For your situation of stain blocking being the main requirement, I would think Kilz would perform.


----------



## chrisn (Dec 23, 2007)

hellohello said:


> How about Zinnser BIN? I always hear good stuff about this shellac-based product. Would it seal in the yellowed drywall like and oil-based product would?


 
Bin is good but not what you want for this, Coverstain is the one:yes:


----------



## ToolSeeker (Sep 19, 2012)

Bin is mainly for spot priming at $42 a gallon and the strong smell doesn't make it practical for whole room use. However they now have BIN Advanced I haven't used it but have read good things about it.


----------



## hellohello (Oct 17, 2013)

Thanks for the tips guys. I ended up using Kilz Original today and it covered up the yellowed drywall just fine. But boy does that crap stink! And it burns the eyes too!
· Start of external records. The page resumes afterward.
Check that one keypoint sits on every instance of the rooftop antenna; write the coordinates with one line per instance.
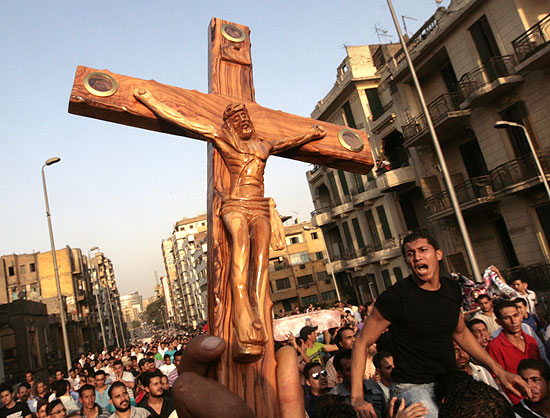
(381, 32)
(405, 23)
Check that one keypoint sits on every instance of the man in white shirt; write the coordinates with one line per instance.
(486, 314)
(383, 363)
(167, 367)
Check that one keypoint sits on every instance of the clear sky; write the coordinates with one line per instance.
(123, 188)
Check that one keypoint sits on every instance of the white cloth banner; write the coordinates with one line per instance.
(324, 319)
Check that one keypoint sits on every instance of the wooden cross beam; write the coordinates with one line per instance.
(111, 97)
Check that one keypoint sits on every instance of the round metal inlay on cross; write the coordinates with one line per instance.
(233, 33)
(100, 84)
(350, 140)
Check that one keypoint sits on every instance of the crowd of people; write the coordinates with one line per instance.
(412, 353)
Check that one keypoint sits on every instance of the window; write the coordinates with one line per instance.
(299, 258)
(349, 116)
(358, 234)
(294, 239)
(398, 274)
(347, 234)
(359, 182)
(386, 278)
(304, 280)
(343, 182)
(384, 221)
(283, 283)
(335, 192)
(331, 294)
(311, 299)
(372, 227)
(518, 113)
(375, 104)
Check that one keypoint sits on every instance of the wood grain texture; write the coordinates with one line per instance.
(255, 382)
(123, 108)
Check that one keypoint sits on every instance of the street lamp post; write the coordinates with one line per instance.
(442, 163)
(96, 293)
(49, 162)
(503, 124)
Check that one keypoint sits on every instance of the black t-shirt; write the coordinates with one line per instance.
(20, 410)
(422, 326)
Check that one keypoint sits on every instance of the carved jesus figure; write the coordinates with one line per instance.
(245, 211)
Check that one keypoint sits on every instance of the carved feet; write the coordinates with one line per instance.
(251, 337)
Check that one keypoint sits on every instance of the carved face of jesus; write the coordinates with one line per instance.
(242, 124)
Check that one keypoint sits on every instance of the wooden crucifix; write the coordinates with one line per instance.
(241, 135)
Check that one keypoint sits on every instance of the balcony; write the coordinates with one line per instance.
(488, 81)
(396, 179)
(384, 119)
(314, 173)
(323, 216)
(342, 208)
(537, 276)
(532, 47)
(367, 197)
(471, 194)
(446, 117)
(519, 174)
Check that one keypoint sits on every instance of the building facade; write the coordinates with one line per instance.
(298, 273)
(109, 307)
(184, 255)
(362, 217)
(478, 62)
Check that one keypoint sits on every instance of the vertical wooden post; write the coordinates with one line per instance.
(230, 74)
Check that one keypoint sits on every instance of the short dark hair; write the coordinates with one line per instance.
(60, 387)
(477, 399)
(475, 321)
(378, 357)
(146, 380)
(338, 336)
(533, 364)
(419, 234)
(344, 353)
(308, 367)
(502, 304)
(52, 405)
(114, 385)
(5, 387)
(85, 387)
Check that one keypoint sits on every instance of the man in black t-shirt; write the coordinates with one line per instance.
(11, 408)
(423, 316)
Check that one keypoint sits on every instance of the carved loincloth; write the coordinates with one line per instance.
(251, 207)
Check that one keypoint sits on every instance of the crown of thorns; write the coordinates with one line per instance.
(232, 109)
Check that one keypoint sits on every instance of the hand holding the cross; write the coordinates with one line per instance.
(193, 391)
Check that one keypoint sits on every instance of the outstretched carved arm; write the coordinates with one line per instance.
(314, 133)
(172, 115)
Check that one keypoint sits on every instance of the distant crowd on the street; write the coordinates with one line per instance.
(428, 346)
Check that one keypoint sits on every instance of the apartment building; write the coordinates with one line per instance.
(298, 273)
(108, 298)
(478, 62)
(184, 255)
(362, 217)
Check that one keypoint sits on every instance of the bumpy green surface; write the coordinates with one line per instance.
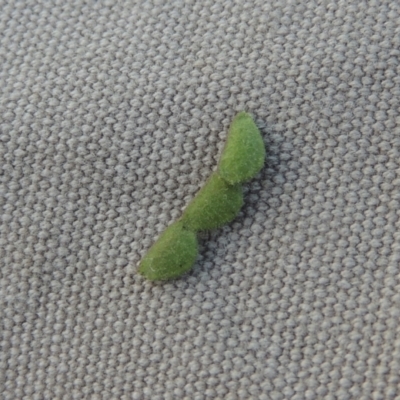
(216, 204)
(172, 255)
(244, 152)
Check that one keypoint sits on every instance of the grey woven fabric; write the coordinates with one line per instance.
(112, 116)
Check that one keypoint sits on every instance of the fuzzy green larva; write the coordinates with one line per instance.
(244, 152)
(173, 254)
(216, 204)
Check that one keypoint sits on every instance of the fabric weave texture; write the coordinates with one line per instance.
(113, 114)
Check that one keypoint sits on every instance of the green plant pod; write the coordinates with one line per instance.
(244, 152)
(216, 204)
(173, 254)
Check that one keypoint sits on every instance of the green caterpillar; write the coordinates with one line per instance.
(216, 204)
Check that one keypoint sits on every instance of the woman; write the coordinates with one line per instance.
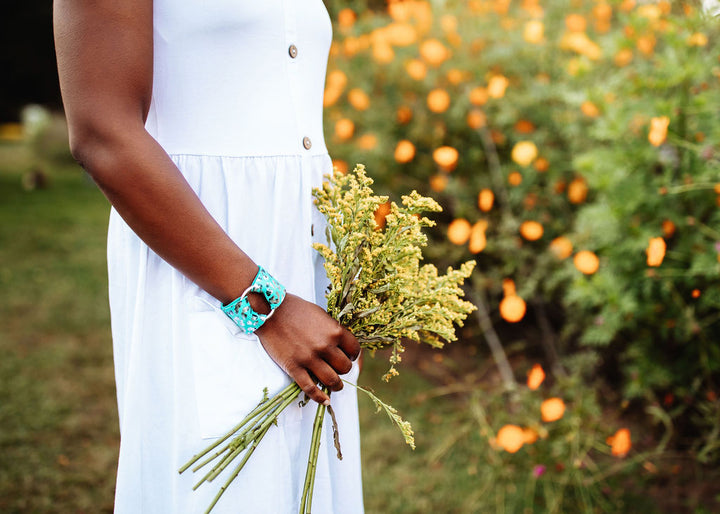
(202, 124)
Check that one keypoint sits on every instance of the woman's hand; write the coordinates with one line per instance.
(307, 343)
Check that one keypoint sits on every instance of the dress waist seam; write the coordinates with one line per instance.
(248, 156)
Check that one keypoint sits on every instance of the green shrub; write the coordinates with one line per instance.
(595, 121)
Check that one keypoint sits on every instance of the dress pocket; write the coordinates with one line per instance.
(230, 369)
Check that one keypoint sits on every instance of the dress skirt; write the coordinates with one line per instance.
(186, 374)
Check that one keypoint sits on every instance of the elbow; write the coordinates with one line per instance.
(99, 147)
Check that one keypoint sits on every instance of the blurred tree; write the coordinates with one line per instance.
(27, 58)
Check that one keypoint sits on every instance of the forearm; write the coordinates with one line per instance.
(155, 200)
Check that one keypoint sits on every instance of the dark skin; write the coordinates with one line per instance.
(105, 63)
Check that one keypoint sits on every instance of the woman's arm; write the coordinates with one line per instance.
(104, 52)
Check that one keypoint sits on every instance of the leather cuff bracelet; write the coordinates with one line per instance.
(242, 313)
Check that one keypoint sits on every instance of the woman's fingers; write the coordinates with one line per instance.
(349, 344)
(327, 375)
(309, 387)
(338, 360)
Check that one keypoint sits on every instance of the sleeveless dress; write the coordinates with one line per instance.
(237, 104)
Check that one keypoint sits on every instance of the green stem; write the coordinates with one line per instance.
(238, 468)
(263, 406)
(306, 502)
(259, 432)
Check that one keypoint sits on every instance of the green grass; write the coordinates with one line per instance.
(58, 444)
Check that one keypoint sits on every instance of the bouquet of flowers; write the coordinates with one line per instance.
(378, 290)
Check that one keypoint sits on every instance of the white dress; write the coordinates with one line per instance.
(237, 104)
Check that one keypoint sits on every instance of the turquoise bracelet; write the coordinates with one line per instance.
(242, 313)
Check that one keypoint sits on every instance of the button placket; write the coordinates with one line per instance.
(294, 61)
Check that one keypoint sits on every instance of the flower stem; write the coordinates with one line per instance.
(307, 493)
(262, 407)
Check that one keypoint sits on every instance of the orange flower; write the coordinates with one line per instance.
(697, 39)
(341, 166)
(438, 182)
(404, 151)
(524, 153)
(434, 52)
(337, 78)
(579, 42)
(446, 157)
(589, 109)
(486, 198)
(359, 99)
(658, 130)
(459, 231)
(656, 251)
(448, 22)
(346, 18)
(577, 191)
(478, 240)
(331, 96)
(476, 119)
(381, 213)
(403, 115)
(620, 443)
(336, 82)
(382, 52)
(529, 435)
(552, 409)
(455, 76)
(399, 34)
(515, 178)
(575, 22)
(646, 44)
(534, 32)
(586, 262)
(650, 11)
(478, 96)
(510, 438)
(668, 228)
(367, 141)
(416, 69)
(542, 164)
(602, 12)
(497, 85)
(512, 307)
(344, 129)
(438, 100)
(623, 57)
(627, 5)
(561, 247)
(536, 376)
(524, 127)
(531, 230)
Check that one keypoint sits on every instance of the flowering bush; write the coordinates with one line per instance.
(573, 146)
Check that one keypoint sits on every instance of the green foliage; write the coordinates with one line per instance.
(566, 129)
(378, 289)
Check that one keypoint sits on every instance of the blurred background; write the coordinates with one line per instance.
(575, 148)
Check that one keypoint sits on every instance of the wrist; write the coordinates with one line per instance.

I was wearing a dust mask, but apparently that isn't enough for those fumes. 

Any tips on how to deal with the fumes in the future? Would a respirator help? How about handling the fumes getting in my eyes?


----------



## Gymschu (Dec 12, 2010)

Respirator and LOTS of ventilation!


----------



## chrisn (Dec 23, 2007)

hellohello said:


> Thanks for the tips guys. I ended up using Kilz Original today and it covered up the yellowed drywall just fine. But boy does that crap stink! And it burns the eyes too! I was wearing a dust mask, but apparently that isn't enough for those fumes.
> 
> Any tips on how to deal with the fumes in the future? Would a respirator help? How about handling the fumes getting in my eyes?


switch to this:yes:


----------



## ToolSeeker (Sep 19, 2012)

Best advice is don't use it in the future for the very reasons you mentioned. Now you know why some states have outlawed oil based, plus the clean-up with mineral spirits smells almost as bad. And now a days there are better choices.


----------



## hellohello (Oct 17, 2013)

ToolSeeker said:


> Best advice is don't use it in the future for the very reasons you mentioned. Now you know why some states have outlawed oil based, plus the clean-up with mineral spirits smells almost as bad. And now a days there are better choices.


I would love to not use it in the future, but what else would actually work well that doesn't have an odor and harmful fumes? You seem to know of some better choices; I'd love to hear them for future reference.


----------



## ToolSeeker (Sep 19, 2012)

Cover Stain has a lot less odor but is still oil based. SW and Ben Moore both have latex primers that are stain blockers as does Zinzer. Kilz original is in my opinion is the best primer they make, but I haven't used it for many years because of the very things you experienced.

Unless you had oil based stains on your walls, meaning stains from products that are made from petroleum, I would have probably used Zinzzer 123, and 2 topcoats. If after the 123 I had spots bleeding thru I would have spot primed them with BIN or the Kilz.


----------



## hellohello (Oct 17, 2013)

ToolSeeker said:


> Cover Stain has a lot less odor but is still oil based. SW and Ben Moore both have latex primers that are stain blockers as does Zinzer. Kilz original is in my opinion is the best primer they make, but I haven't used it for many years because of the very things you experienced.
> 
> Unless you had oil based stains on your walls, meaning stains from products that are made from petroleum, I would have probably used Zinzzer 123, and 2 topcoats. If after the 123 I had spots bleeding thru I would have spot primed them with BIN or the Kilz.


Cool, thanks for the info.


----------